Ratomir Vukadin
Cloud Optimization

KEDA-based video frame processing optimization

A Kubernetes scaling redesign on AWS EKS that reduced video frame processing time from more than seven hours to about two hours.

3 min
KEDAKubernetesAWS EKSscaling

The project processed film frames in parallel on AWS EKS. The existing approach could take more than seven hours for a processing run.

Challenge

The workload was highly parallel but uneven. A processing run could contain a large number of frames, and the runtime depended on how quickly workers could be provisioned, how well the queue drained, and where the infrastructure limits appeared. Simply increasing the default pod count would have increased cost and still left the team guessing about the right operating point.

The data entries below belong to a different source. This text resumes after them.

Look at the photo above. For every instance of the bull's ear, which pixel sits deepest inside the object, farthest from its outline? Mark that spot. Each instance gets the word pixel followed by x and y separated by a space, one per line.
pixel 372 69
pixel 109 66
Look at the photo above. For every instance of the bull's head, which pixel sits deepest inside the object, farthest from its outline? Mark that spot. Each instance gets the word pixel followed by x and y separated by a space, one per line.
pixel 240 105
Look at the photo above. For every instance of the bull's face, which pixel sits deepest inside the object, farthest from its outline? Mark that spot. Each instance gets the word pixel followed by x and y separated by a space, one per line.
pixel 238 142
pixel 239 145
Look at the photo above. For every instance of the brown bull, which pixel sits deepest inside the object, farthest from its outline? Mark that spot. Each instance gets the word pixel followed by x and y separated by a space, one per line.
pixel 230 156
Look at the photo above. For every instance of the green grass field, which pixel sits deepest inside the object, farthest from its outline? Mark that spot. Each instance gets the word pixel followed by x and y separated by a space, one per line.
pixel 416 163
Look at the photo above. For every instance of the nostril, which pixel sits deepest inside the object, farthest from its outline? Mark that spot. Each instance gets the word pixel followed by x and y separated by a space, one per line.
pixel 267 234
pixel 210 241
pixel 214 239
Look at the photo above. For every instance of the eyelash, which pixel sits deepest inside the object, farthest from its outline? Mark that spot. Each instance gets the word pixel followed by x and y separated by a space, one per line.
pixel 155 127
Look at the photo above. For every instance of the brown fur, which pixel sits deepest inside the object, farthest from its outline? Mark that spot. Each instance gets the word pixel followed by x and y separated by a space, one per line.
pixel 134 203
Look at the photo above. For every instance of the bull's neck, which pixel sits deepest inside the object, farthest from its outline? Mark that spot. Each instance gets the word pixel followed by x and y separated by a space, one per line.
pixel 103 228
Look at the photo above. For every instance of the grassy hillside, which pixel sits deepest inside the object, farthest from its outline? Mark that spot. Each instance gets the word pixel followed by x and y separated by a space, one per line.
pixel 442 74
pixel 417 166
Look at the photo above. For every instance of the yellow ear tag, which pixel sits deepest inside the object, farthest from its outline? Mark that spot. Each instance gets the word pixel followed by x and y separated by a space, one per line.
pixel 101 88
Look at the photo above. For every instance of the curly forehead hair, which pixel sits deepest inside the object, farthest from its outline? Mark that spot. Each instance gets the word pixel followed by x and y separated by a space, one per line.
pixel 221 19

The goal was to process all frames in the shortest practical time while keeping the architecture understandable enough for future runs. That meant using queue depth and throughput as the scaling signal instead of treating frame processing like a fixed web workload.

Change

KEDA was introduced to scale workers according to the processing queue and required throughput. The core idea was to let the queue describe current demand, then scale Kubernetes deployments up and down based on that demand instead of maintaining a permanently high number of pods.

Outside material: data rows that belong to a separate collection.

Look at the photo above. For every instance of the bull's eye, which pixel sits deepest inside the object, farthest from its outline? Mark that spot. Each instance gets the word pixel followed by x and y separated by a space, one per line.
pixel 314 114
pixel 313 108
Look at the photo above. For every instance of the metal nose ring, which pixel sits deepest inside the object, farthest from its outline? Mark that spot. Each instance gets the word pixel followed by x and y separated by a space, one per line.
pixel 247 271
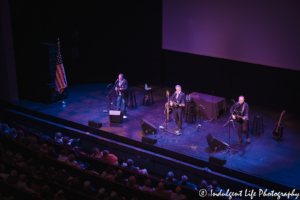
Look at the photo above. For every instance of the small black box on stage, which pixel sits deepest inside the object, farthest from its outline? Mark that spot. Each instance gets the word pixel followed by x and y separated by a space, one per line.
pixel 115 116
pixel 147 127
pixel 95 124
pixel 217 160
pixel 149 140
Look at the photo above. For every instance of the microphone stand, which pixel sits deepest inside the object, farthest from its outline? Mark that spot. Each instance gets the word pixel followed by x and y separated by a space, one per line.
pixel 199 125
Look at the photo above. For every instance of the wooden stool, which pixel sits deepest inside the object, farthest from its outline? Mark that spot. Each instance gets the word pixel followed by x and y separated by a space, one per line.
pixel 131 99
pixel 190 111
pixel 148 96
pixel 258 124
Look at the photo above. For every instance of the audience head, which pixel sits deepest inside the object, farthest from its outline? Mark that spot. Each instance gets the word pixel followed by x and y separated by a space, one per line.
pixel 119 173
pixel 4 127
pixel 184 178
pixel 64 152
pixel 86 184
pixel 2 169
pixel 60 193
pixel 71 157
pixel 178 190
pixel 96 151
pixel 20 133
pixel 12 132
pixel 66 140
pixel 203 185
pixel 131 181
pixel 113 195
pixel 148 183
pixel 14 173
pixel 214 184
pixel 170 175
pixel 105 153
pixel 44 148
pixel 23 177
pixel 58 135
pixel 101 192
pixel 120 160
pixel 109 170
pixel 129 162
pixel 161 186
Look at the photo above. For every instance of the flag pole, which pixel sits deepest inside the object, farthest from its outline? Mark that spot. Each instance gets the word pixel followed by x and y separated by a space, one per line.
pixel 62 90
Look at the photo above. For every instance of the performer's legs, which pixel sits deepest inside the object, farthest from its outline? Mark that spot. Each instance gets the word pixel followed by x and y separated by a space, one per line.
pixel 245 128
pixel 179 118
pixel 119 102
pixel 240 132
pixel 124 105
pixel 176 116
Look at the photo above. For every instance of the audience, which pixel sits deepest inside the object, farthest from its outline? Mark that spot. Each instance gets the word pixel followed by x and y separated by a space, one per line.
pixel 96 153
pixel 184 182
pixel 109 174
pixel 171 178
pixel 121 163
pixel 132 182
pixel 160 191
pixel 22 183
pixel 119 177
pixel 62 178
pixel 63 155
pixel 101 194
pixel 5 128
pixel 87 189
pixel 177 195
pixel 147 186
pixel 108 158
pixel 13 177
pixel 71 161
pixel 3 175
pixel 12 133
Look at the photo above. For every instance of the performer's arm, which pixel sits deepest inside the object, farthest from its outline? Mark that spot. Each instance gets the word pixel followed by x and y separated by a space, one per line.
pixel 246 112
pixel 232 108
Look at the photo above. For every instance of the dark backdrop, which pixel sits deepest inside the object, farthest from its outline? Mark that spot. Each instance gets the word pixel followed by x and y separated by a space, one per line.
pixel 261 85
pixel 99 39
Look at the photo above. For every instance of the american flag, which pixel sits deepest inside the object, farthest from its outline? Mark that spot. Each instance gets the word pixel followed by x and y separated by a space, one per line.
pixel 60 80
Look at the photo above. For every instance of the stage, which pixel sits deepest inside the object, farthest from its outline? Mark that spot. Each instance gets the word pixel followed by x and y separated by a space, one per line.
pixel 274 160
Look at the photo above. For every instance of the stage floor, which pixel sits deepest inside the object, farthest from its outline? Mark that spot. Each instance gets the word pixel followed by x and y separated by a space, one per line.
pixel 277 161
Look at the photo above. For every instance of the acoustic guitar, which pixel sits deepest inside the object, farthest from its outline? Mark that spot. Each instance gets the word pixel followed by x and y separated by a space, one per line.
pixel 278 130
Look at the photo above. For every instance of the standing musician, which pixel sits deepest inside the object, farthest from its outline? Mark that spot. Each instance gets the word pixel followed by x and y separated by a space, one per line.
pixel 121 87
pixel 178 101
pixel 239 111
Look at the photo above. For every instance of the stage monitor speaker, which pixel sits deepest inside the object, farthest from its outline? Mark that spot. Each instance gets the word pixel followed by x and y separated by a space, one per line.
pixel 217 160
pixel 147 127
pixel 149 140
pixel 215 144
pixel 115 116
pixel 95 124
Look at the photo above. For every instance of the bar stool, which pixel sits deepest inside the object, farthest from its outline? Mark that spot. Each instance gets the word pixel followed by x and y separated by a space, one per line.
pixel 190 111
pixel 258 124
pixel 148 96
pixel 131 99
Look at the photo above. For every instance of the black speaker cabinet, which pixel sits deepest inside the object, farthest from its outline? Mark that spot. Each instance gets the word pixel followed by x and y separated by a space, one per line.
pixel 95 124
pixel 115 116
pixel 147 127
pixel 149 140
pixel 215 144
pixel 217 160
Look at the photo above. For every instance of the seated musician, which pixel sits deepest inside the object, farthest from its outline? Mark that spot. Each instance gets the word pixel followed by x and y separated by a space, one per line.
pixel 178 100
pixel 239 111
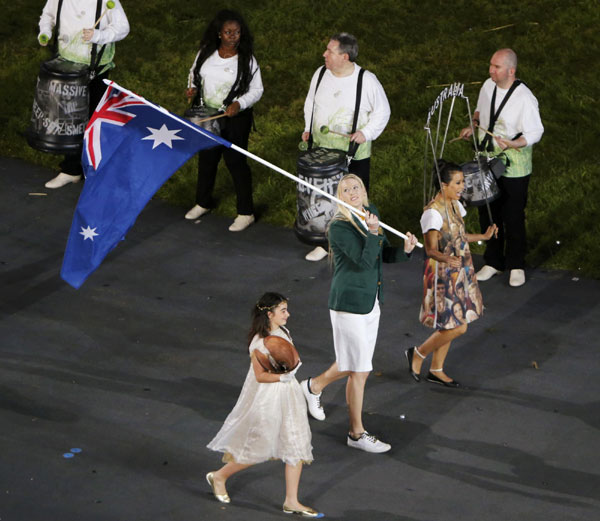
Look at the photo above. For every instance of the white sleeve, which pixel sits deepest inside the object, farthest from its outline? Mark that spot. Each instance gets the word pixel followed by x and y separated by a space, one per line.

The implementation involved tuning the relationship between queued work, worker concurrency, pod startup time, and cloud-provider limits. The team tested how many frames a worker could process, how fast pods became useful after scheduling, and where cluster or account quotas started to become the bottleneck.

Architecture considerations

The work ran on AWS EKS, so the optimization was not only a Kubernetes configuration change. Node capacity, scheduling behavior, container image pull time, and external service limits all affected end-to-end throughput. KEDA handled event-driven scaling, but the surrounding platform still needed enough headroom to make that scaling effective.

Observability was important during tuning. Queue length showed whether the system was falling behind. Worker completion rate showed whether additional pods were still useful. Cluster capacity and provider quotas showed whether the next bottleneck had moved outside the application.

Tradeoffs

The final configuration favored predictable completion time over maximum theoretical parallelism. Scaling too aggressively can move the problem into quota failures, noisy retries, or expensive idle capacity after the queue drains. Scaling too conservatively keeps the cluster stable but extends processing time.

The useful engineering question was not "how many pods can we start?" but "how many useful pods can process frames before another part of the system becomes the constraint?" That framing made the scaling conversation clearer for both engineering and product stakeholders.

Result

Processing time dropped to about two hours. During optimization the system reached cloud-provider limits, which made capacity planning and scaling constraints part of the architecture conversation.

The project also produced a repeatable way to reason about future batch workloads: define the queue signal, measure worker throughput, identify infrastructure ceilings, and tune autoscaling against the real completion target rather than a generic CPU threshold.